I don’t necessarily disagree with this point. But, frankly, I think it’s beside the point. Or perhaps just misses the point.

The issue here isn’t that France opposes us. That doesn’t bother me particularly. The real point is that everyone opposes us. Everyone.

And don’t give me any chatter about moral clarity and Churchill holding off the Huns alone at Dover. This isn’t that kind of situation. We’re in international affairs not just for today but for the long haul. And our political leadership in the world community matters profoundly.

If we like, we can kid ourselves and believe that “old Europe” in the guise of France and Germany oppose us but “new Europe” supports us. But if we look at the question honestly we have to confess that this isn’t true. The populations all across Europe oppose what we’re doing. A collection of governments in Eastern Europe and on Europe’s periphery support us, for a variety of reasons. Some do it because of an intra-European powerplay. Others for sincere belief that we’re doing the right thing. Others for more mercenary reasons. In the short term, the reasons for their support don’t matter so much. But if we think we can trade our old allies in for these new ones, then it matters a great deal that these governments are doing this in spite of the wishes of their populations, not because of them. One or two elections, and no more ‘new Europe.’ Fundamentally, alliances of democracies are founded — like democracies — on popular opinion.

Again, people say the French are lame or opportunistic for aggrandizing themselves by trying to rally a world-wide coalition in opposition to us. But look more closely at this point. The real heart of the matter isn’t their opportunism, if that’s what it is. Opportunists will always arise to exploit an exploitable situation. The real issue is that the world stage is now ripe for such exploitation. We are supremely isolated right now. That’s the issue we need to contend with. When we can’t get penny-ante states to give us their votes on the Security Council that should tell us something: not something about the rightness of policies, one way or another, but about the depth of our international isolation. The fact that France may be taking advantage of the situation on the international stage is a subsidiary problem.

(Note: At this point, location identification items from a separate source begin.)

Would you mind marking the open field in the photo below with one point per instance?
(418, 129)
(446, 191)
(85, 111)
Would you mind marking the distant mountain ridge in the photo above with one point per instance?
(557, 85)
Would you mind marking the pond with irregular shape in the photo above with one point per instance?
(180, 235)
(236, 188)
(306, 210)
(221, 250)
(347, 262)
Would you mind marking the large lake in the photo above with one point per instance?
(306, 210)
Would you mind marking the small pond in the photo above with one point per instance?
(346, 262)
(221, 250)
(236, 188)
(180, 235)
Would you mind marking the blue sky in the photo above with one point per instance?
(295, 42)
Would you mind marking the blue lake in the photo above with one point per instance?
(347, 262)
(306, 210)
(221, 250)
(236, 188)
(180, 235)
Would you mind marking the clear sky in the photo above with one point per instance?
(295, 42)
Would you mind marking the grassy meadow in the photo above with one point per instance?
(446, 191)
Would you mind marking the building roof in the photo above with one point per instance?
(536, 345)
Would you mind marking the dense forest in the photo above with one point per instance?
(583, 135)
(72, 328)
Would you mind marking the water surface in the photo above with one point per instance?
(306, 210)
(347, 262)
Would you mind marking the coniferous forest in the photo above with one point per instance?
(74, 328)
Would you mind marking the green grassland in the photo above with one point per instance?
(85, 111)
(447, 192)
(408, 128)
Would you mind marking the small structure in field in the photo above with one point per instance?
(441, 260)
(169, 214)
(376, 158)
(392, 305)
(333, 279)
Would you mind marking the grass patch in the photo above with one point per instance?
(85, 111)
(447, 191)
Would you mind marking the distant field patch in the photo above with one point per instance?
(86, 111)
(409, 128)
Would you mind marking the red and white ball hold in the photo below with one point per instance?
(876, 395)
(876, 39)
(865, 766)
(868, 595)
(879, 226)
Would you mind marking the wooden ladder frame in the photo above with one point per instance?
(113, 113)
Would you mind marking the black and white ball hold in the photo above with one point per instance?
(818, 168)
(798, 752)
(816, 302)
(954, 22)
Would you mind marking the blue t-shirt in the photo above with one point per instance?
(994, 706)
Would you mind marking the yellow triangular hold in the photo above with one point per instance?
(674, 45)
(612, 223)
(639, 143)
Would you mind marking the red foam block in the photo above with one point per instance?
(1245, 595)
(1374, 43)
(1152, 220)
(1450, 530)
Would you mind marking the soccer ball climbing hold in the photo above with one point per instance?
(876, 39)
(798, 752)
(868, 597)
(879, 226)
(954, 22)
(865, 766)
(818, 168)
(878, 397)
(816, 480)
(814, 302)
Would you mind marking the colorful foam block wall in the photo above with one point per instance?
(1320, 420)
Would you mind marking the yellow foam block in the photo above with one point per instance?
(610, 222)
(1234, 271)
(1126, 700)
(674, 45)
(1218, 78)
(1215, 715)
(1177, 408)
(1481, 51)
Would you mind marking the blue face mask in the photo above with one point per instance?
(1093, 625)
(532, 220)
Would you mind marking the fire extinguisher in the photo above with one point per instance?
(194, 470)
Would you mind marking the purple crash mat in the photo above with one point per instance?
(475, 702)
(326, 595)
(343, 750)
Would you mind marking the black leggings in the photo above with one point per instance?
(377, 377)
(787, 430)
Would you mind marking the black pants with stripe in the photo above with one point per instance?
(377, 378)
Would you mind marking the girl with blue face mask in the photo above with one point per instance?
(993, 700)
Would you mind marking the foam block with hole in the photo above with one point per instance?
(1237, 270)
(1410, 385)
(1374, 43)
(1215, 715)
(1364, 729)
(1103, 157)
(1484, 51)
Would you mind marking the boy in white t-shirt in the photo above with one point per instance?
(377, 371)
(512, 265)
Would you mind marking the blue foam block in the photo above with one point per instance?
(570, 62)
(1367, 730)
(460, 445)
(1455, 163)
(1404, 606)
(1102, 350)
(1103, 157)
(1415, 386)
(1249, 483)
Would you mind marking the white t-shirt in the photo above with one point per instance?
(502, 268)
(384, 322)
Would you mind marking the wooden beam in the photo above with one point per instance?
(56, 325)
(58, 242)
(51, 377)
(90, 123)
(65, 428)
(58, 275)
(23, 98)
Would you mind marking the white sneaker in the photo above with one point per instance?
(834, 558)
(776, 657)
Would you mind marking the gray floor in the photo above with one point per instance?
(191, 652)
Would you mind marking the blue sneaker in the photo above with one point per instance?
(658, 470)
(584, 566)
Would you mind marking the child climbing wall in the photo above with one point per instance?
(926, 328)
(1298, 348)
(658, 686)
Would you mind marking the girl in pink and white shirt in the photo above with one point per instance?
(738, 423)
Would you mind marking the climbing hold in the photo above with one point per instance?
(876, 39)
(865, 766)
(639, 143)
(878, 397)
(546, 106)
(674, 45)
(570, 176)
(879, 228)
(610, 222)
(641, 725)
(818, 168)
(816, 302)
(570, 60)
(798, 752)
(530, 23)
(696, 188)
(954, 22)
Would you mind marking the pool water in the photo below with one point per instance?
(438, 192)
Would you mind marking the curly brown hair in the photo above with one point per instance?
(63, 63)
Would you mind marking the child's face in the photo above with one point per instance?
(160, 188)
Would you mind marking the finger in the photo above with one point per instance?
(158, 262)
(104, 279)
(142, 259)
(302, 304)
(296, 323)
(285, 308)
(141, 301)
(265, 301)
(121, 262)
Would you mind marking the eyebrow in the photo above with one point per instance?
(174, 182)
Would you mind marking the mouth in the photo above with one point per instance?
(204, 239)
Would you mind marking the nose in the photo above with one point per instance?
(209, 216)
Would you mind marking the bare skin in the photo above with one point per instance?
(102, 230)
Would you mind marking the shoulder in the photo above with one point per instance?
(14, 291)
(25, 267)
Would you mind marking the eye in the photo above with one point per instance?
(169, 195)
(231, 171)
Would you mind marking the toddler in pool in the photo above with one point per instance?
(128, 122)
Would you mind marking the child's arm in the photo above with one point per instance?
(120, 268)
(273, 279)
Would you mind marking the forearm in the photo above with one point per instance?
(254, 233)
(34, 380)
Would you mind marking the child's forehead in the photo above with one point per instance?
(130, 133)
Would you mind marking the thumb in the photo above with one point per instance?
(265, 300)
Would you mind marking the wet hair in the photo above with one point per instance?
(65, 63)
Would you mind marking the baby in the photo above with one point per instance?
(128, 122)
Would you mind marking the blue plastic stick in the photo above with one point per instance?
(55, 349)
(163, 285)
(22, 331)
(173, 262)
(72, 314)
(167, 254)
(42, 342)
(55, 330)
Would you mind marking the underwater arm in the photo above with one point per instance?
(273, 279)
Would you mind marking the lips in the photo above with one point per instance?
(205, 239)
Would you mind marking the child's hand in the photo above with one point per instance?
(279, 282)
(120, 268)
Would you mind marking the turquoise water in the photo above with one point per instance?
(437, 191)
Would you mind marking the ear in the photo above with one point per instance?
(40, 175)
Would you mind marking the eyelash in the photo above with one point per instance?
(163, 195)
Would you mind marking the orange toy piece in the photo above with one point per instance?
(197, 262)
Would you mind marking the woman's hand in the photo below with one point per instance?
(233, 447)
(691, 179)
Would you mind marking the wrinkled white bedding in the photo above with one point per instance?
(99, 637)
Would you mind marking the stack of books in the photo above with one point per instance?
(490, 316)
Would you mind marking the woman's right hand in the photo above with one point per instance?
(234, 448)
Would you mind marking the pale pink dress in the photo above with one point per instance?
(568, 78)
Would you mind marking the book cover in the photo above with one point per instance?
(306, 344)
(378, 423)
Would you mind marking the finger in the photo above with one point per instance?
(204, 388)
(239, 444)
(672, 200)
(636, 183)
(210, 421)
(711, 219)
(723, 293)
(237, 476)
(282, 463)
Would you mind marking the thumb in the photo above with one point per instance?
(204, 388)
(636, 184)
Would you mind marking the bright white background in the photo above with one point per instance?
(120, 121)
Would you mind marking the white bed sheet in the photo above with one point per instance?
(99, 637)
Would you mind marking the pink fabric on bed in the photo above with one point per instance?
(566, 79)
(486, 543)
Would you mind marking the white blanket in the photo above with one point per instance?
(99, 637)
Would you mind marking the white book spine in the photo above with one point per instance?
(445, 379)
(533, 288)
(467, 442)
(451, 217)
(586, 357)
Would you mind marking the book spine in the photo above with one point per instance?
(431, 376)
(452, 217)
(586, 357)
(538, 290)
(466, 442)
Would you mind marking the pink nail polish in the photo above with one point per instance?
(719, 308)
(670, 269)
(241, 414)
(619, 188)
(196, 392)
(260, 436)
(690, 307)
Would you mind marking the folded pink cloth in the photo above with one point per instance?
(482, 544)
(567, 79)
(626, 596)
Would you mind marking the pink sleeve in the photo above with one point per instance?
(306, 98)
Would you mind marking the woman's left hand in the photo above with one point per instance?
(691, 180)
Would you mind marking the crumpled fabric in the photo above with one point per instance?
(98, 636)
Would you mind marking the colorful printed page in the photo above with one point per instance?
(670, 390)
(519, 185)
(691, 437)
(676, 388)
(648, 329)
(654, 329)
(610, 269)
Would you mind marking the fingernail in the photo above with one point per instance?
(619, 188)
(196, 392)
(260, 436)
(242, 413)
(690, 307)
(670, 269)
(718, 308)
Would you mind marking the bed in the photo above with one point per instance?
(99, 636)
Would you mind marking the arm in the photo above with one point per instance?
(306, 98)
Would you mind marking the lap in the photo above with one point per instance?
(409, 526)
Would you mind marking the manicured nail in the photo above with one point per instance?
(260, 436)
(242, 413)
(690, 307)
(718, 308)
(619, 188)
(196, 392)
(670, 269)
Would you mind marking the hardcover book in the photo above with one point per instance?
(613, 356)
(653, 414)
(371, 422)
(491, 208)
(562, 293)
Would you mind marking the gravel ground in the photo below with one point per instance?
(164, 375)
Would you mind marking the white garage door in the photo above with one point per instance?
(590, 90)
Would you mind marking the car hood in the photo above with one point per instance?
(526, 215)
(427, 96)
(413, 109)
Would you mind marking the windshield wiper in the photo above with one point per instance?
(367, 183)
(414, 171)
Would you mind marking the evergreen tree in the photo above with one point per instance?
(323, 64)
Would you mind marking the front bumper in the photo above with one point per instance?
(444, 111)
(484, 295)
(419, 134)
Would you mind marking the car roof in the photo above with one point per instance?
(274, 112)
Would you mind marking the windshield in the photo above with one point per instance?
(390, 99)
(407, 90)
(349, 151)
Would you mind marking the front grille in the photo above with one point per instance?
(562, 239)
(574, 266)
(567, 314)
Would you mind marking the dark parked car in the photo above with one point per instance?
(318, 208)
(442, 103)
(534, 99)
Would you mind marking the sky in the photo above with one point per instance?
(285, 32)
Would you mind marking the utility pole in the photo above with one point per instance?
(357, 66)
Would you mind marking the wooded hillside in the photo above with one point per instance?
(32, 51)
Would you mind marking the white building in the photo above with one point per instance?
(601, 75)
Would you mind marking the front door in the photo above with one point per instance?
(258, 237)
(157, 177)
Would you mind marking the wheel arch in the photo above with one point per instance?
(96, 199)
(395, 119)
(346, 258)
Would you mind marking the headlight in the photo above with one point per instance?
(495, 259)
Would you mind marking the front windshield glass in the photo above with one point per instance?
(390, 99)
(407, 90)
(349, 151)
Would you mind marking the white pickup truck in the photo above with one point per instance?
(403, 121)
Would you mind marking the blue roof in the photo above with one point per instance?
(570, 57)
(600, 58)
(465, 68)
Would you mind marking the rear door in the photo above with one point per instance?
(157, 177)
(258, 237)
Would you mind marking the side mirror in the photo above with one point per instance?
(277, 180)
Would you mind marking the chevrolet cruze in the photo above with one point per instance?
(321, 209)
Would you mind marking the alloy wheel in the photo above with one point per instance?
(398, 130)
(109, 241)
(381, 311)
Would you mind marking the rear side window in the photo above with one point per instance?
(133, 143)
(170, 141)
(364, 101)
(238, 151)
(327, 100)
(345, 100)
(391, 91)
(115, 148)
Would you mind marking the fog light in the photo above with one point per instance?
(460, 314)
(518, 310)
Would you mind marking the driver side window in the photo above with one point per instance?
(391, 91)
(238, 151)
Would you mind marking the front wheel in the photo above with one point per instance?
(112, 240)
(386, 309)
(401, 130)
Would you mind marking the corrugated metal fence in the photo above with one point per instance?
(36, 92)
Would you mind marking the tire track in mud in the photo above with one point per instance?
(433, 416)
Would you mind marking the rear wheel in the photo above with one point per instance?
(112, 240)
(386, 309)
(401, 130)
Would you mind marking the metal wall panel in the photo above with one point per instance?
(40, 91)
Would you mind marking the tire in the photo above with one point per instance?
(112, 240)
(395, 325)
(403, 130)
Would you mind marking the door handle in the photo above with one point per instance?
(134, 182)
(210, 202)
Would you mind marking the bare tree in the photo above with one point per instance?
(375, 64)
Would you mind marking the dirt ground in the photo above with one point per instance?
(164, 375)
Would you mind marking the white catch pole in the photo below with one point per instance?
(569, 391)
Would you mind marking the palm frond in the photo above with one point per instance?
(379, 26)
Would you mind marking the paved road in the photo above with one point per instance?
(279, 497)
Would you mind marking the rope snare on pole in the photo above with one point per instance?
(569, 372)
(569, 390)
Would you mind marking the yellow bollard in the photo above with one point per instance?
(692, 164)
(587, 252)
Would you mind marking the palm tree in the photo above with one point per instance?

Next, to the United Nations. One hears that the United Nations was basically a wrecked or never-functioning institution. So the costs of putting it out of its misery are not so great. I’m not so sour on the UN. But what worries me here is not principally the UN. NATO sidestepped the UN in 1999 during the Kosovo war because of Russian intransigence. And I was happy to see NATO do it. Anti-UN types now see this as a bit of internationalist hypocrisy. But again, it’s not the UN I’m worried about. It’s the destruction of NATO that’s the issue here.

By seeking to rend NATO, the administration has demonstrated that poorly-functioning international institutions aren’t what it is opposed to, but rather ALL international institutions.